Os ingredientes desta receita foram adquiridos para um prato com outras ambições, que incluiu um ovo escalfado, ervilhas tortas, azeite de cebolinho e molho de framboesas e Porto. Não correu mal, mas pretendo ainda testar a receita com um molho de foie gras antes de a divulgar. Com a alcachofra e o cogumelo portobello que haviam sobrado do ensaio fez-se no dia seguinte um prato mais simples, de execução rápida e sabores mediterrânicos.
Começa-se por arranjar a alcachofra, tarefa delicada que consome a maior parte do tempo dedicado à receita. Tiram-se as folhas exteriores, corta-se o pé (que se pode aproveitar com alguns cuidados) e o topo, e retira-se com cuidado, do coração, tudo o que mostrar consistência de cardo. Corta-se a alcachofra (o que dela restou!) em troços grosseiros e faz-se o mesmo com o cogumelo. Laminam-se dois dentes de alho que se fritam em quatro colheres de sopa de azeite extra virgem, juntamente com um ramo de hortelã e a alcachofra, até que esta última comece a ficar tenra. Nessa altura junta-se o cogumelo, tempera-se com flor sal e três voltas do moinho de pimenta, e deixa-se cozinhar até apresentar a consistência desejada. Trinta segundos antes de retirar do lume polvilha-se a mistura com três colheres de sopa de cebolinho e salsa, tudo muito bem picado. O empratamento pode ser feito como se vê na imagem, com troços de cebolinho para decorar e um pouco de endro seco e paprika em redor da amálgama de cogumelos e alcachofra (a paprika serve apenas para dar uma cor mais forte a um conjunto dominado pelos tons da terra). As quantidades descritas servem duas pessoas.
O resultado é leve e agradável e presta-se a fragmento de outras realizações. Para além da receita com ovo e foie gras que imaginei, tenho ainda a convicção de que estes cogumelos com alcachofras resultam bem com um peito de pato salteado, mal passado e fatiado.

Carlos Miguel Fernandes

Sunday, February 18, 2007

À Mesa do Mundo - IV (La Taberna del Gourmet, Alicante)

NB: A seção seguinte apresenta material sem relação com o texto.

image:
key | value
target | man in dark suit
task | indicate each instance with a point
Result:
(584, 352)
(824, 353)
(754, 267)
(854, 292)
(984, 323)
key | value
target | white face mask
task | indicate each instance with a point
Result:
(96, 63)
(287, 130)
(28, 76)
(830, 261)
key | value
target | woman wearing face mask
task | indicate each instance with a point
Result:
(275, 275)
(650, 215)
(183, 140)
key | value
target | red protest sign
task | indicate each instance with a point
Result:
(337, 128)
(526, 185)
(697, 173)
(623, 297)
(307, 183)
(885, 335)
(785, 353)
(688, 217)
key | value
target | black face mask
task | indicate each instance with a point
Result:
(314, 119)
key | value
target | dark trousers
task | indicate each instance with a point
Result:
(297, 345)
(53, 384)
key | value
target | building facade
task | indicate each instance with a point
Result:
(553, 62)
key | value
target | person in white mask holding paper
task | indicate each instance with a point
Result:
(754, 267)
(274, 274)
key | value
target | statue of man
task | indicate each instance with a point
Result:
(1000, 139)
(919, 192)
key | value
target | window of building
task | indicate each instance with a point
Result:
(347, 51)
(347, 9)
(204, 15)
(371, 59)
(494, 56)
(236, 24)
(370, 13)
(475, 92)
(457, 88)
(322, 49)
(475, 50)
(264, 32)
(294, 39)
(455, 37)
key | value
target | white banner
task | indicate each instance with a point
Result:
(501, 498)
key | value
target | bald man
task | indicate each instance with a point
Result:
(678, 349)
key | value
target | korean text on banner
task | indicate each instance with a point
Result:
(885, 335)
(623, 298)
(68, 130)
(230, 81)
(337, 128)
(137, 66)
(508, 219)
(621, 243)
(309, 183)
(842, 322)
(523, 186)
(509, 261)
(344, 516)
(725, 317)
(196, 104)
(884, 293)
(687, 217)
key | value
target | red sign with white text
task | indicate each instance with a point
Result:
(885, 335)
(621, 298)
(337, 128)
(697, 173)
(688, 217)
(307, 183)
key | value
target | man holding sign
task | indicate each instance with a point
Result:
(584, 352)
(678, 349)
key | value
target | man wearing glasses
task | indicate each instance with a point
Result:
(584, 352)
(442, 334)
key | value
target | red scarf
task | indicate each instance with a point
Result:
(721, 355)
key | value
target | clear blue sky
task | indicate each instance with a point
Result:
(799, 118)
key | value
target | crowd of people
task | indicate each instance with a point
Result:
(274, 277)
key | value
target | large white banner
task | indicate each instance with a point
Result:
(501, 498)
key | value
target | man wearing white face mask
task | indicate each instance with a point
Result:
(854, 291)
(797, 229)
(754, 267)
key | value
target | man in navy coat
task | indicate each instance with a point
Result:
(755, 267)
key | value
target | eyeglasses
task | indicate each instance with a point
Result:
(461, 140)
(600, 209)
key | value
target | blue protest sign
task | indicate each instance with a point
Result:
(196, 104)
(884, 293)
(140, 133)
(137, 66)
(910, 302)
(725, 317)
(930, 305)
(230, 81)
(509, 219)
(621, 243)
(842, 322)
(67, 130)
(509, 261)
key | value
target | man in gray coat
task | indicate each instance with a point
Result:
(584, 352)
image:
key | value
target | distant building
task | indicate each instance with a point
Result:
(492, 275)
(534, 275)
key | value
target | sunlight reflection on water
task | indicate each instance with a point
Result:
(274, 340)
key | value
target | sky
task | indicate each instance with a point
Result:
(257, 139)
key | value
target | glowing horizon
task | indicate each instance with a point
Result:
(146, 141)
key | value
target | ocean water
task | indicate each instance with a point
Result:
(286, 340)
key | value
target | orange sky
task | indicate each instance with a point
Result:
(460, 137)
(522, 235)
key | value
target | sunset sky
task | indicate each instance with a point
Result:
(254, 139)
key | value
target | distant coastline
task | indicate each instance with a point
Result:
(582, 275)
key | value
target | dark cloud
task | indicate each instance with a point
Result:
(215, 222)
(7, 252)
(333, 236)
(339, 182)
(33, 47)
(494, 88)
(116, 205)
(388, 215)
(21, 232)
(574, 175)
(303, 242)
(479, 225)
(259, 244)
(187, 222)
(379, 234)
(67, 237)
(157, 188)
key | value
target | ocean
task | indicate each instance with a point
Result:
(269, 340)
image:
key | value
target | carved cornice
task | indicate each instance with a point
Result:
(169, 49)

Nos últimos anos, viagens frequentes à Galiza, à Andaluzia e ao Algarve fizeram-me descobrir as virtudes da gamba e dos camarão frescos. O bicho é tão bom, mesmo depois de passar pelo congelador, que nos esquecemos que o estágio no gelo é sempre um amortecedor de sabores. Comê-los frescos, desde a pequena gamba da costa algarvia ao gigante carabineiro, é experiência de outra dimensão, um regalo para os sentidos. Tudo começa no cheiro que exala da cabeça acabada de arrancar, júbilo de odores marítimos que nos prepara para a textura suave e viva que se segue. Em setembro do ano passado, em Alicante, provaram-se umas gambas rojas, frescas, sublimes.
Entrámos na Taberna del Gourmet (calle San Fernando, 10) ao fim da tarde, antes do rebuliço espanhol da hora de jantar. Situada no “casco” histórico da cidade, já muito perto da marginal mediterrânica, é discreta no exterior e abriga um ambiente moderno e decorado com sobriedade, dividido, como é habitual em Espanha, num espaço de barra e tapeo e numa sala de jantar. Ficámos pelo balcão, que nos oferecia o espectáculo das matérias-primas e da cozinha mesmo em frente. Com duas cañas pedidas e a lista em frente dos olhos verificámos que as ofertas eram variadas, interessantes, com preços ligeiramente acima da média de Alicante, mas justíssimos no caso de os produtos se revelarem de primeira qualidade. E foi isso que aconteceu. Para auscultar a cozinha e a frescura da matéria, pedimos choquinhos grelhados. Estes, muito pequenos, vieram cozinhados no ponto certo e acompanhados por azeite de salsa. Com as entranhas intactas, como se quer quando os choquinhos são frescos, encantaram com a sua simplicidade e sabor não corrompido pelo tempo. A Taberna cumpria e dizia-nos que nos podíamos atirar às gambas com segurança. E lá vieram elas, com um pouco de azeite no qual são levemente salteadas, ficando no limiar do cru, o que realça sabores e mantém toda a água no interior de um miolo mole mas, ao mesmo tempo, consistente. Da cabeça, para além do cheiro inebriante, solta-se um suco abençoado que se sorve ruidosamente sem pudores. A caña já fora substituída por um alvarinho servido a copo e o dia já não podia ser lembrado como menos do que perfeito. Abandonámos o local com alguma contrição, mas Espanha convida ao trânsito e havia que aproveitar a última noite na cidade para conhecer outros lugares. A poucas dezenas de metros da Taberna del Gourmet encontrámos a tasca galega onde, no dia anterior, havíamos sido felizes com cocochas, pimientos de padrón (unos pican e outros no) e o melhor lingueirão que nos tocou os dentes nos últimos anos. Passámos-lhe ao lado, mais uma vez com grande pena, mas com a certeza de que, à mesa (e não só!), se está muito bem em Alicante.

Carlos Miguel Fernandes

Thursday, February 15, 2007

Gambas al Ajillo

Como diz José Andrés, esta es la tapa por excelencia. É tão célebre que até já ultrapassou as fronteiras e assentou arraiais nas barras portuguesas. Infelizmente, só foi seguida pela salada russa — levada para Espanha após a II Guerra Mundial pelos soldados espanhóis que combateram na Rússia — e pouco mais; fazem-nos falta, as tapas.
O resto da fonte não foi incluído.